Careful planning is the first and most important step of any security assessment. While it may be tempting to break out your network security tool kit right away and begin scanning the entire network, this can lead to haphazard information collection and analysis and provide practically no basis for attaining consistent measurable results. Following are the three key steps to proper planning:

Establish a reliable grading system:

How will the assessment results be graded?

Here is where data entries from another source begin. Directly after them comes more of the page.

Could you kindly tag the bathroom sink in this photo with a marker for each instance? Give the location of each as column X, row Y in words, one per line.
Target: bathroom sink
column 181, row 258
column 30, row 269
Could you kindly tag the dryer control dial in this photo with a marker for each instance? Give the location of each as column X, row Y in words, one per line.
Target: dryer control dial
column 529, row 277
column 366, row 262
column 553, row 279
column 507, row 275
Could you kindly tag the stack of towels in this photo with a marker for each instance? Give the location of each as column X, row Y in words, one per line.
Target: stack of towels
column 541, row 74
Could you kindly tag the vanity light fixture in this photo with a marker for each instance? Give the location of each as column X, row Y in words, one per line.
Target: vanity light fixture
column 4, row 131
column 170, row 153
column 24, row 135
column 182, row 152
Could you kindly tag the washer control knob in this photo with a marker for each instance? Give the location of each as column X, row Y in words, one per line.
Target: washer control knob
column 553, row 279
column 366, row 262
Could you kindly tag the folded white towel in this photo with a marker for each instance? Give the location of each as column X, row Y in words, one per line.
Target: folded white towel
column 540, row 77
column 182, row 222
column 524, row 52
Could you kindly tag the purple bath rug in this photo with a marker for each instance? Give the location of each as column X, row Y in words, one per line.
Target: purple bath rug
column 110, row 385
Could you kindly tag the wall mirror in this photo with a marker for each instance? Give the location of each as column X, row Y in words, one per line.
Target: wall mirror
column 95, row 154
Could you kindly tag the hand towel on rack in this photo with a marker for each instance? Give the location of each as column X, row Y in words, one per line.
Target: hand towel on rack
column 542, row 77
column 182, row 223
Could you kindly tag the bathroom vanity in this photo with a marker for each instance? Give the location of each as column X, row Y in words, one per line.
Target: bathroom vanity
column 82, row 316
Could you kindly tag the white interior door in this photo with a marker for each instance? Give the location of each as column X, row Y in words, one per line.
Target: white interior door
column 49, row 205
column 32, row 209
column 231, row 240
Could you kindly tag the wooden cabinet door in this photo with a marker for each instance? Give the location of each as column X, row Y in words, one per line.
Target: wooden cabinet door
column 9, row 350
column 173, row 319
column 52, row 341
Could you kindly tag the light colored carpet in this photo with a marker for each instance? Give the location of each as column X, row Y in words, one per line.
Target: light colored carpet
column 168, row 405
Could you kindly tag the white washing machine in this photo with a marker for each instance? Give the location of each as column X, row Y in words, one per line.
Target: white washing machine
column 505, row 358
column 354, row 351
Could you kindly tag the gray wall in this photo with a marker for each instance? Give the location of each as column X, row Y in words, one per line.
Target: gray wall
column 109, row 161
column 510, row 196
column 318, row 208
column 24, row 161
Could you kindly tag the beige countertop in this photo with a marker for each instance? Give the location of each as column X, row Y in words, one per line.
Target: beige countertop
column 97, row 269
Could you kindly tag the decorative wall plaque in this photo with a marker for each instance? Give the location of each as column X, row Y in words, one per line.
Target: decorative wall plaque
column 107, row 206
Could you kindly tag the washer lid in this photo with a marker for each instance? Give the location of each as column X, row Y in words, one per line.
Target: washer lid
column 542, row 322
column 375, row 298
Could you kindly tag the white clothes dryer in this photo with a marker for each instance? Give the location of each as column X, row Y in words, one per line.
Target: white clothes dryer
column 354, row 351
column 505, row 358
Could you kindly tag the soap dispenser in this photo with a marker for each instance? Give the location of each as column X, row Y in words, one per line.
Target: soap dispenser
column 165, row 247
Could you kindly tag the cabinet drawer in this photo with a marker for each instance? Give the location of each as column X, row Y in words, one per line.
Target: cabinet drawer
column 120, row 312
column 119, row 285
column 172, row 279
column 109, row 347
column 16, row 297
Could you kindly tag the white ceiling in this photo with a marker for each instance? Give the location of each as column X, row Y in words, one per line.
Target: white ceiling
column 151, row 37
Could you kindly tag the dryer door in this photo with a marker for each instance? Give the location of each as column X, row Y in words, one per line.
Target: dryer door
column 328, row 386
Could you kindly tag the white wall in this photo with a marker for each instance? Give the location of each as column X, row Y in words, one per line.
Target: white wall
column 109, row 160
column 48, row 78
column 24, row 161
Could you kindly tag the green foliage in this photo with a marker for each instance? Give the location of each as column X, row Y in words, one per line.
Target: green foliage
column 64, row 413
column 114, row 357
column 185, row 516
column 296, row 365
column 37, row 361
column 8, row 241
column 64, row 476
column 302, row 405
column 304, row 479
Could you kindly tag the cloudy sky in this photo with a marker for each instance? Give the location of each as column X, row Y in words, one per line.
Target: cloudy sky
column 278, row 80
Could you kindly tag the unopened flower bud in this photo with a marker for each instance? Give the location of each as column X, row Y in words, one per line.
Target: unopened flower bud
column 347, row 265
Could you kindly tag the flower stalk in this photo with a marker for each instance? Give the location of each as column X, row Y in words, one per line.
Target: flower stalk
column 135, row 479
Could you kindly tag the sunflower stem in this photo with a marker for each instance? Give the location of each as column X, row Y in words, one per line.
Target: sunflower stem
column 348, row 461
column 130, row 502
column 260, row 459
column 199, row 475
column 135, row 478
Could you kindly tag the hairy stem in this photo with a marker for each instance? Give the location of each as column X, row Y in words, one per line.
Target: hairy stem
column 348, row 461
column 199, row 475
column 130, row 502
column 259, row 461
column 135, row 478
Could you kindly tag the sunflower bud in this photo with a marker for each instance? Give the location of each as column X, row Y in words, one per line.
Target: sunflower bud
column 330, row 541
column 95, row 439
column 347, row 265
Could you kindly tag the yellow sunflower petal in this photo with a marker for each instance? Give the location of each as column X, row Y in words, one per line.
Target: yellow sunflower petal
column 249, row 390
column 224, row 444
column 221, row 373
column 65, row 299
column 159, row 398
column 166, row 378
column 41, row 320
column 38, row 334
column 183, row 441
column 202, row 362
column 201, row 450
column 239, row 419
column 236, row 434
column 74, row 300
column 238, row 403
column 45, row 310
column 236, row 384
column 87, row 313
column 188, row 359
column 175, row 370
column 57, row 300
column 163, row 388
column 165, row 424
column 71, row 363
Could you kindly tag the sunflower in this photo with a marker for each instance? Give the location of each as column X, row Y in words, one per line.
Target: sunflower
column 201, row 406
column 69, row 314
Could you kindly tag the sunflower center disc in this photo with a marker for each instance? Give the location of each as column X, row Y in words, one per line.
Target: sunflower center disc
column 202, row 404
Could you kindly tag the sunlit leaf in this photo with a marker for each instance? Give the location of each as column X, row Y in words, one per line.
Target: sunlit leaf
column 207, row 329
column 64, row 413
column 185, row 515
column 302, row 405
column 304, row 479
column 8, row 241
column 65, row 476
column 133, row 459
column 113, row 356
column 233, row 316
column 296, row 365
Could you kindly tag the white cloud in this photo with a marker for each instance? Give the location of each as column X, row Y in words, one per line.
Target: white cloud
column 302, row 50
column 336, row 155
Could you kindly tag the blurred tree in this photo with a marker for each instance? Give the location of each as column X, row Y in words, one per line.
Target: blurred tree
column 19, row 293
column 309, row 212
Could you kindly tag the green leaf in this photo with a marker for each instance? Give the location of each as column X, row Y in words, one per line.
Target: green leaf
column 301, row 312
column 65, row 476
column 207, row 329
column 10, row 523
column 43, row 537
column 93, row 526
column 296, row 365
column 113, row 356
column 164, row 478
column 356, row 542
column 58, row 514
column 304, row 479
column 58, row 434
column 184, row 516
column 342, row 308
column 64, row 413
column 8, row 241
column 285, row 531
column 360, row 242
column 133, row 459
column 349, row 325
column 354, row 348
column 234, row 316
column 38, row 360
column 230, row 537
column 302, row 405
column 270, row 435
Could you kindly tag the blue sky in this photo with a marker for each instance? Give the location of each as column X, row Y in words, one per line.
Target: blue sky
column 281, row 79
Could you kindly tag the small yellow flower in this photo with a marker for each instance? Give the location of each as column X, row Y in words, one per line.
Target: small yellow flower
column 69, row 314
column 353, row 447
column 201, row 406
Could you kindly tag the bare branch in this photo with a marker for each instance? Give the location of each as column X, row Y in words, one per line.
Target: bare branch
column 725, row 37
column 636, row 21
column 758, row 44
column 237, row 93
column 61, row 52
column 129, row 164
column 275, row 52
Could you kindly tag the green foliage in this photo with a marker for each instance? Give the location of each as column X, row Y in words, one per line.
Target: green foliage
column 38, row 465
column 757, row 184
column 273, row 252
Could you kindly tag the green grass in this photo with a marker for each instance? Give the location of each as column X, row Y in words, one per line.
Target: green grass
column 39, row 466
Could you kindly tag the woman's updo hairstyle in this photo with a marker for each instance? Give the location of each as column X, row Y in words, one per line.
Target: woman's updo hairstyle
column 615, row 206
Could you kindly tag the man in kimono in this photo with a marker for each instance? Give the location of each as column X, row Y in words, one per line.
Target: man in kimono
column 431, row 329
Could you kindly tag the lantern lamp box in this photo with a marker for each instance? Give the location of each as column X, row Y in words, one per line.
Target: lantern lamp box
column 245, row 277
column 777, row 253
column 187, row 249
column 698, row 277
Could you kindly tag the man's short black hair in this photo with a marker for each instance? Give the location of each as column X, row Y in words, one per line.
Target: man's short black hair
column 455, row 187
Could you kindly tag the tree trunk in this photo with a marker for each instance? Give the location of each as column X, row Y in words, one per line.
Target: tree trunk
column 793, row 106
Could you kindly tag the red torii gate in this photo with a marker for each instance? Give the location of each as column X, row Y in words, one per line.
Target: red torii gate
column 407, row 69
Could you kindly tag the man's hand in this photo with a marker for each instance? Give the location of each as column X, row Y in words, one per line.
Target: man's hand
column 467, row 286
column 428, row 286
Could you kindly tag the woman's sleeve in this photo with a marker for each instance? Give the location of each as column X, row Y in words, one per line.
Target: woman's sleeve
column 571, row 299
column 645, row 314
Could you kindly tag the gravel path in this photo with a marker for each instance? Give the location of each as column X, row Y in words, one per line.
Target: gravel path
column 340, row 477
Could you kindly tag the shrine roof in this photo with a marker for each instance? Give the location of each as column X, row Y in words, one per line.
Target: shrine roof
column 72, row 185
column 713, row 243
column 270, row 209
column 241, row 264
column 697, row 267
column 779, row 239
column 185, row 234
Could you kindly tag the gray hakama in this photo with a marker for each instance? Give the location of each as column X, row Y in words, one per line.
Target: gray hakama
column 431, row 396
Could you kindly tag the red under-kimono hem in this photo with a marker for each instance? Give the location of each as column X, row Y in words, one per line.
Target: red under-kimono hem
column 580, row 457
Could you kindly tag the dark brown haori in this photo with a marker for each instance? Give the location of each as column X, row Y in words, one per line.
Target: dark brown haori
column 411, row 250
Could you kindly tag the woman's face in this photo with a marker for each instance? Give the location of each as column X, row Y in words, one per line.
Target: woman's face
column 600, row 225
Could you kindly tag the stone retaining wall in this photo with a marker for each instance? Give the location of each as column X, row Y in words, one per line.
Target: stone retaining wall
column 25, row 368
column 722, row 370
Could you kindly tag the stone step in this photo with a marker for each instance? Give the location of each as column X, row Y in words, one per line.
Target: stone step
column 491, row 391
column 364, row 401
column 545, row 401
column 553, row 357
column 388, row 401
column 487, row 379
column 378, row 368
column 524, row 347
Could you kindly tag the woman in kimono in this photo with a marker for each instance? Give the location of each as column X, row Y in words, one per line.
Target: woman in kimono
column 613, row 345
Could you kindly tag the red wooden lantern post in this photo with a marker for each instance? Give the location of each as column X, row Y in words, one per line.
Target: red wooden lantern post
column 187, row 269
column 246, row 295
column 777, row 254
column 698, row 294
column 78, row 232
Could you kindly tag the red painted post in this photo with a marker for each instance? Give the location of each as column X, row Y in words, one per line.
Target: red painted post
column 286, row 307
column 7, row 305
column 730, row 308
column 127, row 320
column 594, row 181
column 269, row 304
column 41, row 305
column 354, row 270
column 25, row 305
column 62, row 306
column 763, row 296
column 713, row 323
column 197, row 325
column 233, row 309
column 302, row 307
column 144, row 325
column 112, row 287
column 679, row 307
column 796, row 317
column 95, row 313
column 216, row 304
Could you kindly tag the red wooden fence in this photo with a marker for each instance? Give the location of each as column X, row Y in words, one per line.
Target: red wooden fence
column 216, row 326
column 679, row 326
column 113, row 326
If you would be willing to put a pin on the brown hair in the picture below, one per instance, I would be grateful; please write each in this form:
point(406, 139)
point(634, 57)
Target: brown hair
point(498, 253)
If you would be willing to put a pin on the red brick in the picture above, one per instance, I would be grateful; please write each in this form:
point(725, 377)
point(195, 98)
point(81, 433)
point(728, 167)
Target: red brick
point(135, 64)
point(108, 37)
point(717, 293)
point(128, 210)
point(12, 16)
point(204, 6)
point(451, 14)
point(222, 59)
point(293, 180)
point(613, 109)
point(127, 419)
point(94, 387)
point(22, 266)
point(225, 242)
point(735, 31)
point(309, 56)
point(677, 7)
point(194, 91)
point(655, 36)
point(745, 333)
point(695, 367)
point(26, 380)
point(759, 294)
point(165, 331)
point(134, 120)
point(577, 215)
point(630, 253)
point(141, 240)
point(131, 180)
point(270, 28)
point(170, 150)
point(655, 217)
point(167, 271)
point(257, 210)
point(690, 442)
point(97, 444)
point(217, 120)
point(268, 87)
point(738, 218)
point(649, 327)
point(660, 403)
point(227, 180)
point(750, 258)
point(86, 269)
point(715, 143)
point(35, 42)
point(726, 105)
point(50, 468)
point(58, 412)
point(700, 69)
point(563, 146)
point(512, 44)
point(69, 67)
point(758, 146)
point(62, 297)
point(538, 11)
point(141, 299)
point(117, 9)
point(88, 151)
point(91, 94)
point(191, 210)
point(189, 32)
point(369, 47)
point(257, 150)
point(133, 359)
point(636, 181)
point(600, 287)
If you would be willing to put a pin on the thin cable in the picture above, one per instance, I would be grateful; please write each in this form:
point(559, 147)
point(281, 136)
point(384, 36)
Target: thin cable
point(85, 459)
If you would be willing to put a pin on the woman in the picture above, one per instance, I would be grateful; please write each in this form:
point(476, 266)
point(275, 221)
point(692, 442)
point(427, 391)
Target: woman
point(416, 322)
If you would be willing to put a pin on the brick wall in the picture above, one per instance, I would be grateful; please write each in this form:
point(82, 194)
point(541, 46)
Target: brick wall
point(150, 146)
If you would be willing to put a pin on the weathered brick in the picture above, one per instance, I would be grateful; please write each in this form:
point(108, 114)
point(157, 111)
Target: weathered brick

Will you use a scale from 1 to 10, a “low, medium, high” vulnerability chart, an academic grade scale or a color-coded scheme?

How many types of vulnerabilities can your resources have and still receive a certain grade level?

Which vulnerabilities are more critical than others?

Grading: Quantifying the results of your assessment is critical, as it gives your assessment process continuity over time and provides key metrics to evaluate how your security improves (or worsens) when new variables (such as a system addition or upgrade) are introduced. For example, you may find that the assessment uncovered five vulnerabilities in your Web server during one assessment, giving it a grade of “6.” Sometime before the next assessment you install an intrusion prevention system (IPS). When you perform a second assessment on that Web server, it uncovers only one vulnerability, qualifying it for a grade of “8.” You can now demonstrably show that your security has improved over time, as well as provide firm management a measurable ROI for your IPS.

Scope: Determining the scope of the assessment is also critical: What resources or information assets are going to be the focus of your assessment? You can choose to make the scope small, such as a specific client portal or one of your Web servers, or you can make it large and choose to assess your entire network.